Nach dem Tod des Grafen Albrecht Georg wurde am 17. August 1587 ein Teilungsvertrag geschlossen. Außerdem erhält Wolfgang Ernst den Landkreis Wernigerode. Nach seinem Tod 1606 trat die Grafschaft wieder mit der Grafschaft Stolberg in Personalunion ein.
Am 31. Mai 1645 findet eine erneute Aufteilung der Ländereien des Hauses Stolberg statt. Hendrik Ernst erhält den Landkreis Wernigerode, Schauen, den Anspruch auf das Amt Elbingerode sowie auf die Stapelburg und den Wald von Hohenstein, Gedern (Landkreis Königstein), Schwarza und Ilsenburg.
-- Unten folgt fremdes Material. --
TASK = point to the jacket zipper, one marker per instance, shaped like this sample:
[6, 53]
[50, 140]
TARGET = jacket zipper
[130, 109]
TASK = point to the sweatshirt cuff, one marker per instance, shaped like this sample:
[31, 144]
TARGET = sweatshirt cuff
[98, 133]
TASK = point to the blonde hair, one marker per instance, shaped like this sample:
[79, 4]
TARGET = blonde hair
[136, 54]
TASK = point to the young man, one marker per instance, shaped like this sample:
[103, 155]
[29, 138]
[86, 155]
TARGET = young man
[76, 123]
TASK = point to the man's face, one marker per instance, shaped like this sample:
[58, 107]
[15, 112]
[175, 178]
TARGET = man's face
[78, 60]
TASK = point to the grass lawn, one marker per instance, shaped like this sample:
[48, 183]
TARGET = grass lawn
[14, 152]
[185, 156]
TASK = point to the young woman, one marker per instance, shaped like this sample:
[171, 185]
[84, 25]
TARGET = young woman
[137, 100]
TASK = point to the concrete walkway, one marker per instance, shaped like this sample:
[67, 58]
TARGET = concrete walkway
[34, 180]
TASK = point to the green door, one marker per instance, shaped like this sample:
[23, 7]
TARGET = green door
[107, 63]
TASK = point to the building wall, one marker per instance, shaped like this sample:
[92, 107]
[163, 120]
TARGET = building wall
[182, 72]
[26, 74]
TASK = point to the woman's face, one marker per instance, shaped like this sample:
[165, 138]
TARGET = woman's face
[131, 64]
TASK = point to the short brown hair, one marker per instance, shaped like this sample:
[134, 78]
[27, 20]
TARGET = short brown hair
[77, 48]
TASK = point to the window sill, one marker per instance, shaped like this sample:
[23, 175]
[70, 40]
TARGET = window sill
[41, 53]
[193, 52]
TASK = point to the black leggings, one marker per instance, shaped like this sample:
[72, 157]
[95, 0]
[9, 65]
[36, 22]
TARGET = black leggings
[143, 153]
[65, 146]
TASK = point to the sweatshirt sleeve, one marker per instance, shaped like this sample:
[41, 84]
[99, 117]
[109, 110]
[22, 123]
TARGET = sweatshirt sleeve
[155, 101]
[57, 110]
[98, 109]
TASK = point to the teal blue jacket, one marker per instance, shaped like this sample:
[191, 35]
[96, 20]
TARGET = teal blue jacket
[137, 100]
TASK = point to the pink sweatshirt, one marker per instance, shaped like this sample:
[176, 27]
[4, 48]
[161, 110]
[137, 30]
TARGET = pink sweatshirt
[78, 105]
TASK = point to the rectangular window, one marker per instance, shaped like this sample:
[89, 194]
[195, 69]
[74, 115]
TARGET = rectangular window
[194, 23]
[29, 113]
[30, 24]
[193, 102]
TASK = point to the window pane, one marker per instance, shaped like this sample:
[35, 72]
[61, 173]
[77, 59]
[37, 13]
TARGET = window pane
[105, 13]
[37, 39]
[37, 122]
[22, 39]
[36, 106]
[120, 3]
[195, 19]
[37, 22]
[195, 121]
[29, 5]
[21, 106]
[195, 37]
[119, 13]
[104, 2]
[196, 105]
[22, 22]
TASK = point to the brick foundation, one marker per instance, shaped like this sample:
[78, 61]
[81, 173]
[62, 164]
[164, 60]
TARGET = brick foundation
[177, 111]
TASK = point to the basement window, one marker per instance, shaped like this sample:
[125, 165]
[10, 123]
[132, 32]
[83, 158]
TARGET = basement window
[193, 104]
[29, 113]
Am 7. August 1677 teilen sich die Söhne des 1672 verstorbenen Grafen Hendrik Ernst.
- Ernst bekommt den Landkreis Wernigerode
- Lodewijk Christiaan erhält die Herrschaft Schwarza und das Pfandrecht des Stolberger Amtes Questenberg. Außerdem die Herrlichkeit von Gedern im Hohensteiner Wald.
1710 starben beide Brüder. Der Älteste hat keine Söhne, der Jüngste hat drei. Die folgende Abteilung wird testamentarisch festgelegt:
- Christiaan Ernst bekommt den Landkreis Wernigerode
- Frederik Karel erhält die Herrschaft Gedern (ausgestorben 1804)
- Hendrik August bekommt Schwarza (ausgestorben 1748)
Nach 1680 gelang es Brandenburg, immer mehr Rechte über die Grafschaft zu erwerben. 1718 wird es de facto von Brandenburg-Preußen vermittelt. Wenn Preußen in der Frieden von Tilsit 1807 mussten alle Gebiete westlich der Elbe abgetreten werden, auch Wernigerode ging verloren. Es ist dann Teil des Königreich Westfalen. Nach den napoleonischen Niederlagen im Jahr 1813 wird die preußische Herrschaft wiederhergestellt, was auf der Wiener Kongress im Jahr 1815.